With Sam’s new career intensity came prolonged hours at the office (and, subsequently, fewer hours of non-work, fewer droopy hours spend in front of the telley). She discovered a new community.
Apparently, the newsroom of the small, independent paper was full of worky types. Each night, when those with families or addictions awaiting them filed out (a group she once followed, though never for any clear reason), the office was transformed into a quiet community of those who so obviously lacked community.
They were divorcees, soon to be divorcees, foreigners, one widower, and a smattering of folks young enough to not be divorced but too old to be truly enjoying life. Sam, a newly self-discovered member of this last contingent, quickly learned the customs of this tribe. There were no lengthy discussions, and most greetings were met with an abashed “Hello” and a quick chuckle while diverting one’s eyes to the side or downward while actually passing this greeter. When going for coffee, one was only obliged to ask other tribesmen within touching distance. If you couldn’t tap their shoulder, you didn’t have to be their fix.
While it was true that he was also a part of this scene, he was never really part of anything. Some nights he would leave even earlier than the baby boomers, some nights he would stay later than she. Regardless of his departure, he always wore virtually the same outfit. Khaki pants, pleatless, perhaps of the kind that repels water into big globs that fall flatly onto the floor without staining the man’s thighs. The khakis ended in brown oxfords, matching sensibly with his brown leather belt with its discreet silver buckle. He varied his shirts, though they were always cut in the polo style. Sometimes they had two buttons, some days three. They seemed to Sam always blue, but she thought that impossible. Today his shirt was definitely blue, a navy two-button. Today he was staying late.
untitled – I
I
It wasn’t the first thing she thought of when she saw him, but it didn’t take her long to realize the potential. There were the obvious problems of course. He was Catholic, she was liberal. She cared for aesthetics, he cared about the English language. But they worked together, and that should count for something.
She was undoubtedly modern. He seemed the type to cozy up to a Phyllis Schlafly sooner than a Megan Fox.

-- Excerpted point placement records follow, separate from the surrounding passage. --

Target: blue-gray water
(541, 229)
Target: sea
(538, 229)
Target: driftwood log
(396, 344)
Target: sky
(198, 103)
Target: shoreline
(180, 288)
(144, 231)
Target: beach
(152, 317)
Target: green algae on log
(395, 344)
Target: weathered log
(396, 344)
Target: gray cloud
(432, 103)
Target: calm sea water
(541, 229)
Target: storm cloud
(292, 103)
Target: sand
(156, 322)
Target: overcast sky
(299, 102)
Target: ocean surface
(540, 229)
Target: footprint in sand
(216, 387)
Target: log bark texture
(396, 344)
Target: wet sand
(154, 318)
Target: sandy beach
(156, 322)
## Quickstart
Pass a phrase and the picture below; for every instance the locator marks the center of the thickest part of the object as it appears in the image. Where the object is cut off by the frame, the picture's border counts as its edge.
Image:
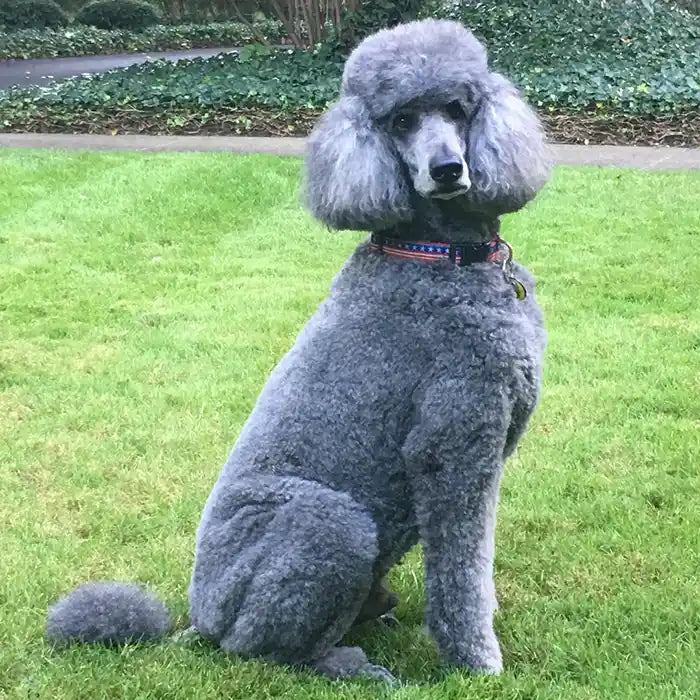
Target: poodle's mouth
(449, 193)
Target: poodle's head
(421, 115)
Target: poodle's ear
(507, 155)
(353, 178)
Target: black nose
(446, 171)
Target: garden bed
(619, 75)
(77, 40)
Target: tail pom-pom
(107, 612)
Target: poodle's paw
(378, 673)
(483, 656)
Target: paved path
(646, 158)
(41, 71)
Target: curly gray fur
(354, 178)
(389, 421)
(107, 612)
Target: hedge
(31, 14)
(88, 41)
(617, 68)
(135, 15)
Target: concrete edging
(642, 157)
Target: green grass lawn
(144, 299)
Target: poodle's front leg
(455, 463)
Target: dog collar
(495, 251)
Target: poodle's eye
(454, 110)
(403, 121)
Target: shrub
(118, 14)
(87, 41)
(31, 14)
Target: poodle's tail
(108, 612)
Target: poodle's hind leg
(379, 605)
(282, 569)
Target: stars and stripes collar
(495, 251)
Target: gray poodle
(389, 421)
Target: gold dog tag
(519, 287)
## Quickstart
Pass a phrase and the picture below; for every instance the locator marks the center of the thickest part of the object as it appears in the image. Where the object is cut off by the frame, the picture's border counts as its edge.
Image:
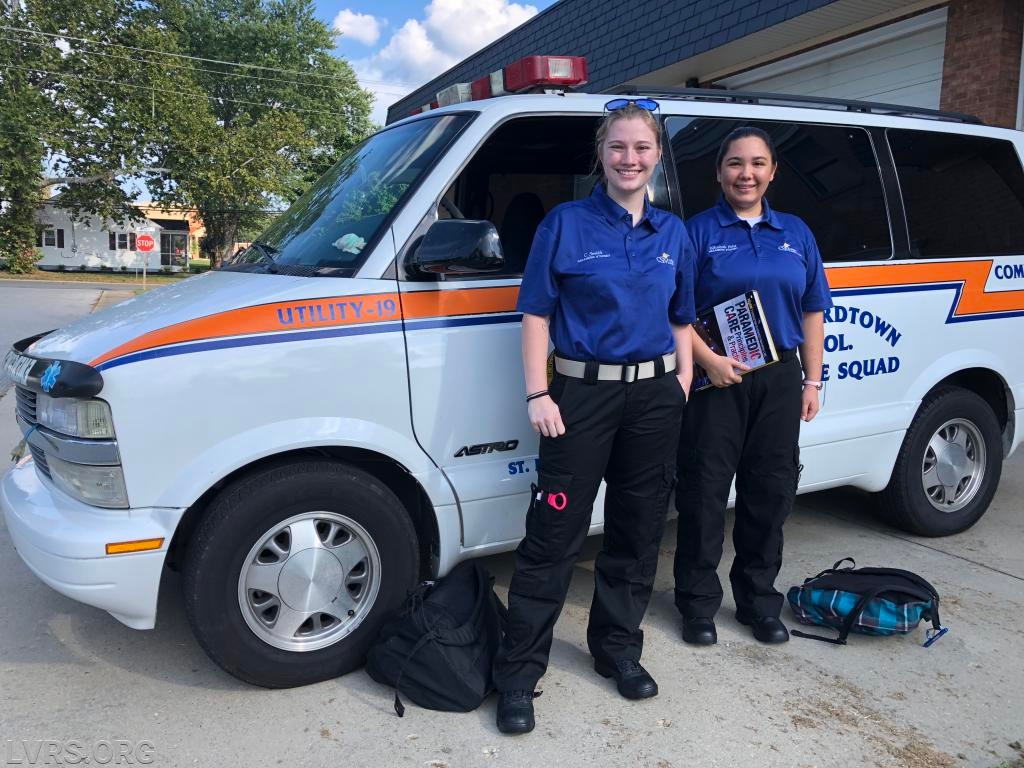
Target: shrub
(24, 261)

Not that she was particularly foxy – she found herself rather reasonable in her looks. Not a distracting temptress, not an excessively homely frump. She was decidedly average, and her wardrobe kept her within the bounds of professionalism without completely extinguishing her femininity.
To Sam, propriety was a thing of her parents’ years. She was far more apt at brutalizing her friends with honesty than most – where some saw an opportunity for pity, Sam saw an opportunity to tell the truth. She could, however, control this urge. Occasionally – last year’s company blood drive included – she cracked. She wondered if she would still be in the same cubicle if she had only kept mum when the exceedingly thin manager pulled up her sleeve. “Someone that thin has to be used to needles of some sort,” she had chuckled to him. If only it was just him who had heard.

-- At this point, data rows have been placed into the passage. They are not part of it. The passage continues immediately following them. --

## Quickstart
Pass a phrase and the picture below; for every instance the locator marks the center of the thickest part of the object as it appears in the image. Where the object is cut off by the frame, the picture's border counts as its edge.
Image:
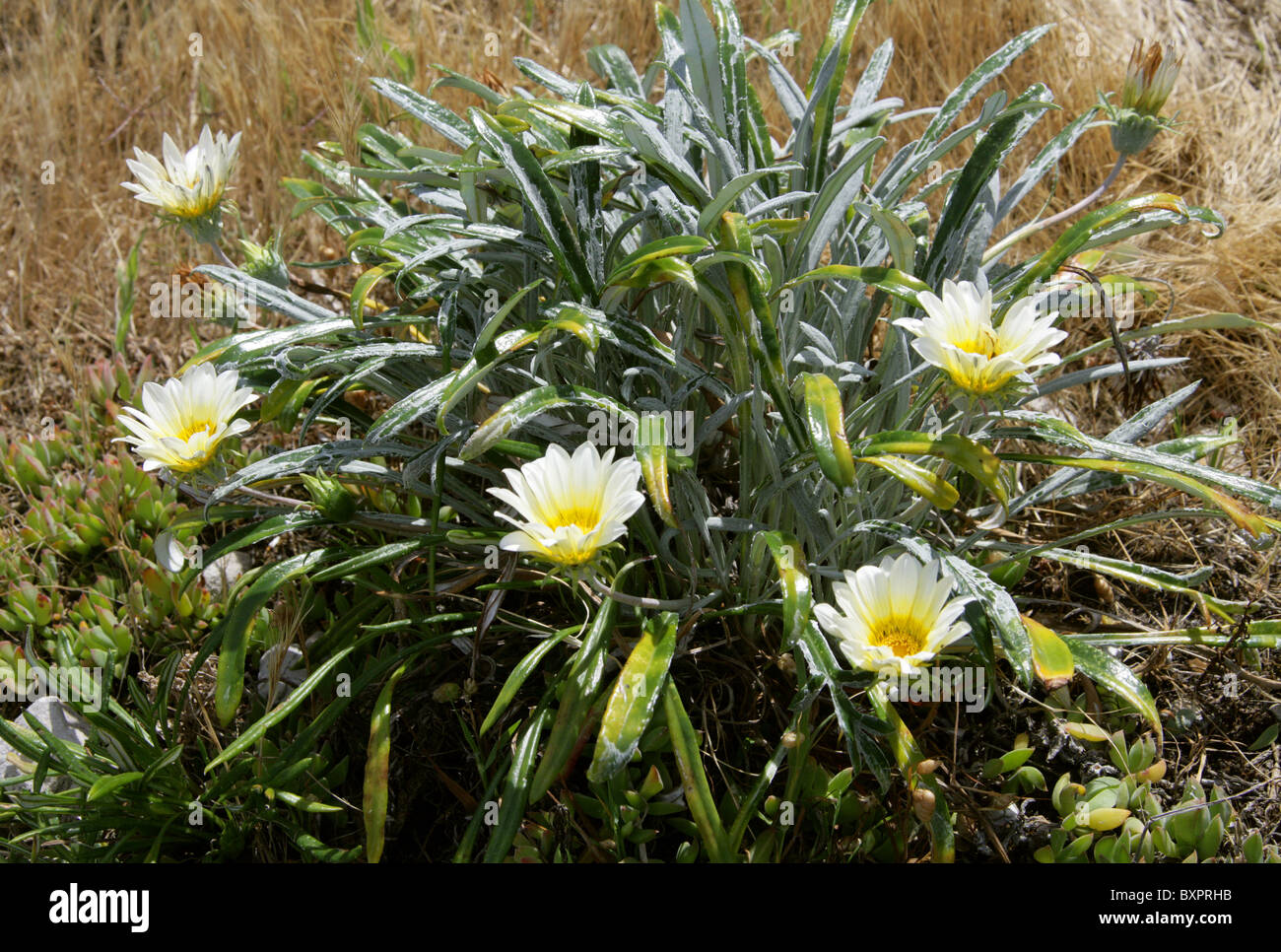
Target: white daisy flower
(893, 617)
(186, 186)
(182, 423)
(959, 338)
(571, 507)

Regardless, she lived a quiet life, a life that had recently become far too brooding for her. She abhorred melancholy, detesting Poe and much preferred pervasive gaiety. She had decided to live just a bit more.

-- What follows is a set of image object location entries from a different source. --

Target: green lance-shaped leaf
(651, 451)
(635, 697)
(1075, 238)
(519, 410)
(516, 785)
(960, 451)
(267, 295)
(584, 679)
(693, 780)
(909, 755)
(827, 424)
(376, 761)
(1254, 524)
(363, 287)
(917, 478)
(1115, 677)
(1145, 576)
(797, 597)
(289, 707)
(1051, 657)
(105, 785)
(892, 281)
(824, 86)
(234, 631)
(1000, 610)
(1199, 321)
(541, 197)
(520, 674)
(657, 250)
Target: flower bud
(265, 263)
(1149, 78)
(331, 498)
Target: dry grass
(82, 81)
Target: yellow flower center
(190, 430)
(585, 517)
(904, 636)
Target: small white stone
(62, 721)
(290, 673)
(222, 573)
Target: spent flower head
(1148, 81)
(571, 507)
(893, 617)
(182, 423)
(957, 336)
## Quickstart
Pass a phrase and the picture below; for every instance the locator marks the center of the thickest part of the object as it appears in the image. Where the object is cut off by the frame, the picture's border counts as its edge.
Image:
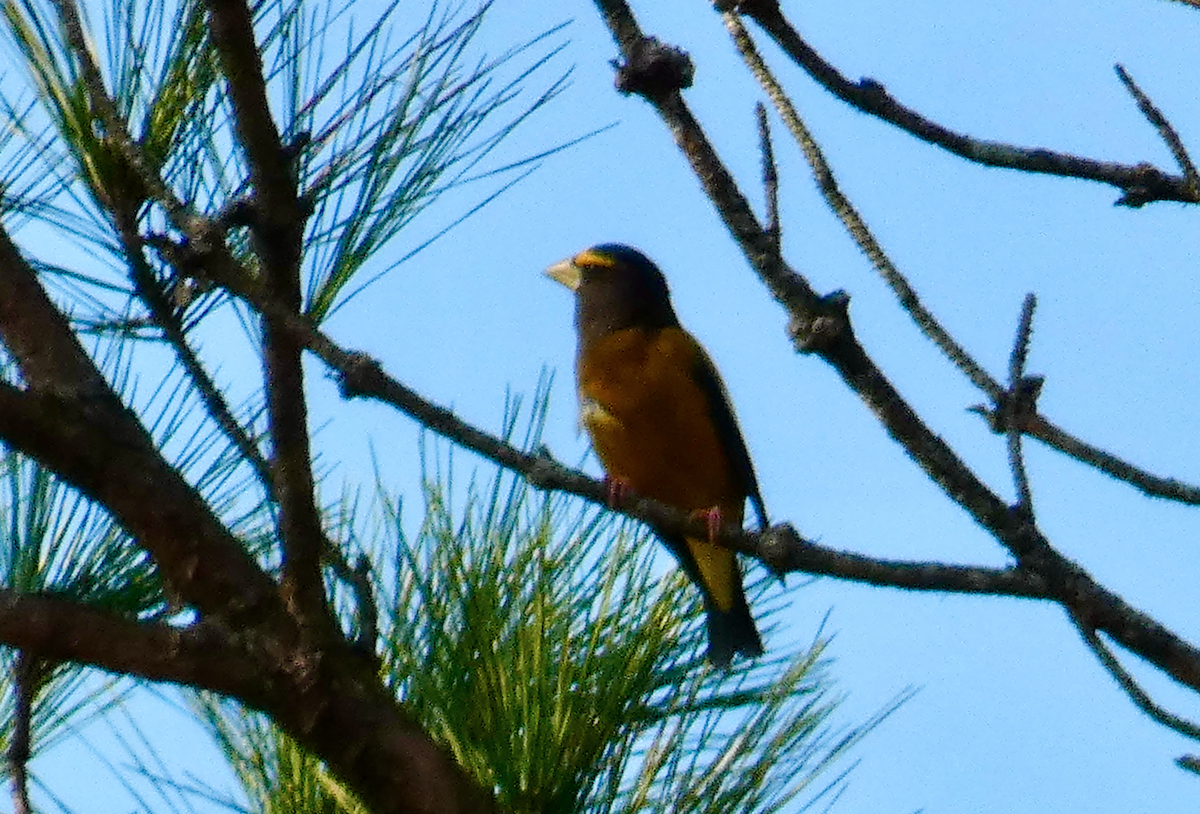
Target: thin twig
(769, 179)
(1014, 397)
(24, 674)
(1165, 131)
(1139, 696)
(1140, 184)
(1067, 582)
(850, 217)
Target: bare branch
(1139, 696)
(769, 179)
(277, 228)
(24, 687)
(1041, 428)
(1140, 183)
(1015, 379)
(835, 342)
(850, 217)
(1168, 133)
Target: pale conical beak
(567, 273)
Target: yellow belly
(651, 425)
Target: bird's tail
(731, 632)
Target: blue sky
(1013, 714)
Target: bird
(661, 423)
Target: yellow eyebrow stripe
(593, 258)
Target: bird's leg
(618, 490)
(712, 515)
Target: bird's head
(616, 287)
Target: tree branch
(1140, 183)
(850, 217)
(277, 228)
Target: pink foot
(711, 515)
(618, 490)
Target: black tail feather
(731, 632)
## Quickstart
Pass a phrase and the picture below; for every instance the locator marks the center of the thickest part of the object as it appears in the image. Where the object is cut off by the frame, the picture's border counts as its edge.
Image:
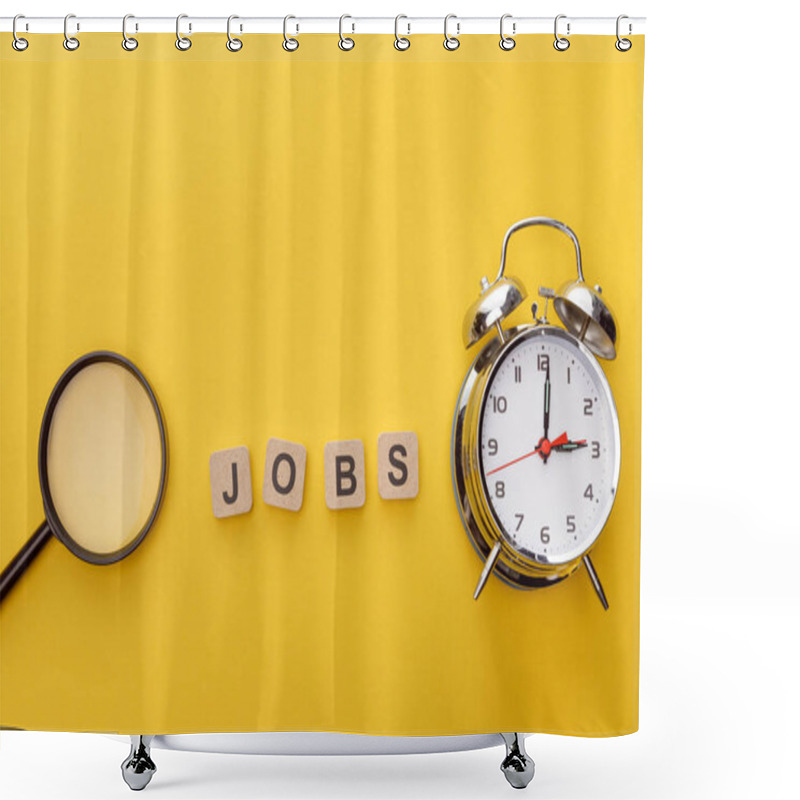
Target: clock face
(549, 446)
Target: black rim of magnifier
(49, 508)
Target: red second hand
(543, 447)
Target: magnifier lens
(104, 458)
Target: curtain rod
(407, 25)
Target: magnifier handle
(22, 560)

This started, as most decisions made by modern women like herself, with a physical change. She dedicated herself to fitness, sweating through dips and bends and lifts. With this newfound physicality came new situations. She found herself surrounded by protein bar munching dunces and made-up yoga prima-donnas. It was not for her.
She, as most modern women do, gave up on the gym three weeks after her resolution. She had dropped a waist size and detested the thought of spending the next weekend in stores repeatedly lowering and raising pants and doling out her income to clothiers. Instead, she merely tightened her faux alligator skin belt and held her slacks around her newly toned waistline.
After the cardio binge had burned itself out, she was again finding herself fatigued and uninterested (which in turn made her fear that she herself was, indeed, uninteresting). It was then that she re-devoted herself, as so many modern women do, to her work.